While evidence of an express agreement was not presented, taken in the light most favorable to Fegan, the record provides sufficient evidence to permit the jury to conclude that an implicit agreement existed to deprive Fegan of her constitutional rights. Although there was no testimony about a specific conversation among defendants about arresting Fegan, the other officers were not just innocent bystanders to Reid's conduct. As charged, a conspiracy to unlawfully seize Fegan did not just cover her initial arrest but also extended to the subsequent detention, meaning that an agreement among defendants could have evolved subsequent to Fegan's arrest. The jury, at least, could reasonably infer that the four defendants' conduct amounted to a partially implicit, partially explicit agreement to violate plaintiff's civil right not to be seized without probable cause, that seizure including her continued detention during which they discussed what charges they would lodge against her.

Mary Beth Herman, a TMA aide, and Tom Ryan, a TMA supervisor, testified that the officers encircled Fegan, with at least more than one raising their voice and shouting. Each testified that one officer told them to mind their own business or else they would receive the same treatment. Fegan and Reid testified that one of the other officers helped with the handcuffing.*fn4 Doherty and Young admitted to assisting in getting Fegan into the squadrol. Even if this evidence is disregarded as better fitting within the construct of a claim for failure to intervene, Abdullahi v. City of Madison, 423 F.3d 763, 774 (7th Cir. 2005),*fn5 there was evidence that the defendants planned together what charges they could level against Fegan (none of which, by the way, was jaywalking).*fn6 Although the arrest reports were produced after Fegan was released from custody, the jury was entitled to conclude that they reflected a prior agreement amongst defendants to detain her without probable cause.

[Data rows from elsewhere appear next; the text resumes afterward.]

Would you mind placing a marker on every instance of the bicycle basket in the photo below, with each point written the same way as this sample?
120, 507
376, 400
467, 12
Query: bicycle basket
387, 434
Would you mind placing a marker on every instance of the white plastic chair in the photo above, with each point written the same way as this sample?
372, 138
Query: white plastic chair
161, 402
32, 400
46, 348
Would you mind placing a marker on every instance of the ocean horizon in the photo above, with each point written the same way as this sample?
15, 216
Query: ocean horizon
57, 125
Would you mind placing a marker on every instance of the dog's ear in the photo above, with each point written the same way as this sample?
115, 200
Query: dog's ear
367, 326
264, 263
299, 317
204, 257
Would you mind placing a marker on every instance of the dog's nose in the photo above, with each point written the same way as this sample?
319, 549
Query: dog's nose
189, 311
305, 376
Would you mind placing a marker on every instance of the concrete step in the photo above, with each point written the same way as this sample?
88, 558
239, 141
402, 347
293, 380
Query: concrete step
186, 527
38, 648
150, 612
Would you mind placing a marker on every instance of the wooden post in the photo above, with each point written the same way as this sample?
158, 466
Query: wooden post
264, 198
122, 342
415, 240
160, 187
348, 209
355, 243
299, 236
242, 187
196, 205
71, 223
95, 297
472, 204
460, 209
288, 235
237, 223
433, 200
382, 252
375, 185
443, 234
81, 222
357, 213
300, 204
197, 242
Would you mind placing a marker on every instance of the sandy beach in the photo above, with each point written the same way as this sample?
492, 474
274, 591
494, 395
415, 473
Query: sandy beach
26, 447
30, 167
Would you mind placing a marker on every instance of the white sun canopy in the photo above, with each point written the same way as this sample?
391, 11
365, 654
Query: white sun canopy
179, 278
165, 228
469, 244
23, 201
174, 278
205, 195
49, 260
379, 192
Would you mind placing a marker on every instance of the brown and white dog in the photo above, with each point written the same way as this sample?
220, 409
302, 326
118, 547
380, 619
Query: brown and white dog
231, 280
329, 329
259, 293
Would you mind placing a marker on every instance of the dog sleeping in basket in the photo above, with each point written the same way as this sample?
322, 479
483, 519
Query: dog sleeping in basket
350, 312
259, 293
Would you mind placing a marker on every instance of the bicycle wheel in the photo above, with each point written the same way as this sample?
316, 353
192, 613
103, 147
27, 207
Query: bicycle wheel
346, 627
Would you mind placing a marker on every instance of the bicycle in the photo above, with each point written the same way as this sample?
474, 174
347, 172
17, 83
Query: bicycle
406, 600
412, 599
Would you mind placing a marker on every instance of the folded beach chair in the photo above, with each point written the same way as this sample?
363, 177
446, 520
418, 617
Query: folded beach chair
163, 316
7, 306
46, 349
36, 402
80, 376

For these reasons, the court finds that the evidence was sufficient for a reasonable jury to make the necessary findings to support the federal conspiracy claim: that the defendant officers agreed to seize plaintiff and did an overt act in furtherance of the agreement, causing her damage.

D. Qualified Immunity

As discussed above, the jury was entitled to find that Reid did not have probable cause to arrest Fegan. Reid is not entitled to qualified immunity for his actions, as no reasonable officer could have believed Fegan's arrest to be lawful, in light of clearly established law and the information Reid possessed. See Hunter v. Bryant, 502 U.S. 224, 227, 112 S.Ct. 534, 116 L.Ed. 2d. 589 (1989) (quoting Anderson v. Creighton, 483 U.S. 635, 641, 107 S.Ct. 3034, 97 L.Ed. 2d 523 (1987)).

II. Motion for a New Trial

In support of their motions for new trial, defendants assert a multitude of grounds and challenge a substantial number of the court's previous rulings. For many of these issues, defendants have offered no new arguments in support of their present motion, have contradicted positions taken during trial, or misrepresent what actually occurred at trial. The court is not persuaded that any of these grounds or challenges have merit or warrant further discussion. Thus, defendants' motion for a new trial is denied.


Defendants' motions for judgment as a matter of law [#185] and a new trial [#184] are denied.